It has always seemed to me that, when a general practitioner thinks that a patient should have the advice of a specialist, he should again, as he no doubt has done before, give his patient as thorough an examination as if he had never seen him, so that nothing may be overlooked and he may have as complete a knowledge of the case as possible, and be sure that his decision is correct. In this way some new light may be let in upon the diagnosis, and some help secured for the treatment before the decisive step is taken of recommending the patient to go to a specialist.

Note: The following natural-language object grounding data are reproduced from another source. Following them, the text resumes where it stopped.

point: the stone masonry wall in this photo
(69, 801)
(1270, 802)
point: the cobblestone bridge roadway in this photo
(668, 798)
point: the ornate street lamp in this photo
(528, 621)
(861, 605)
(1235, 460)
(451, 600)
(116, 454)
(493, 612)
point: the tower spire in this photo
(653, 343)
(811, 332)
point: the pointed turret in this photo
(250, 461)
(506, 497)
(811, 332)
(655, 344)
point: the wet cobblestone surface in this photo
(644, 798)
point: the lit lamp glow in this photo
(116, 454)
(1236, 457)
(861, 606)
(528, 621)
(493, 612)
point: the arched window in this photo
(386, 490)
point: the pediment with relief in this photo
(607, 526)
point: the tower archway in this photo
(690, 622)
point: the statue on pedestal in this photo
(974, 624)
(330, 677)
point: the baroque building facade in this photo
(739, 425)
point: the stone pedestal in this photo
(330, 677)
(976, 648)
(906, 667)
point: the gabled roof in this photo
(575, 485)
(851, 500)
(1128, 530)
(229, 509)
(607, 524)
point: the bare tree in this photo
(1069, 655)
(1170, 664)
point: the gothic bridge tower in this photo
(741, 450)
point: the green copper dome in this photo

It has not often fallen to my lot to be present when a specialist first saw his patient. It has not been my invariable custom, I regret to say, to send a detailed statement of the history of a case and its treatment to the specialist, so that he might have the advantage of all my knowledge of the case at the time that the patient reaches him. I suppose that it does not matter what the case is,—whether of the eye, or ear, or brain, or abdomen, or skin, or whatever else,—it must be that all thorough specialists make all inquiries for themselves at the first visit, just as though the patient had not been seen by any other person and just as though they had no information regarding the case from the practitioner sending the case to them.

But I am quite sure that some of the specialists are not thorough in their examination of cases, but simply accept the patient's statements, and examine him for the trouble for which he has been sent to them. I have seen some very sorrowful mistakes made in this way by specialists. On the other hand, I have seen some remarkably good work done by specialists who have given the patient a thorough looking-over, have gotten a complete history of the sickness, and have taken sufficient time to master all the details of the case up to the time when it presented itself for their treatment.

Some specialists have the excellent custom of writing out their opinion of what the diagnosis is, and what they believe to be the proper method of treatment, and of sending this statement, very soon after they have seen the patient, to the practitioner who sent him to them. This is helpful to the general practitioner; it brings the specialist nearer to him; it makes the treatment of the case more satisfactory if the work of the specialist seems to go along as a continuation of that of the general practitioner. I have been greatly helped by such letters, and I believe that if this were a more general practice it would be of advantage to patient, general practitioner and specialist alike.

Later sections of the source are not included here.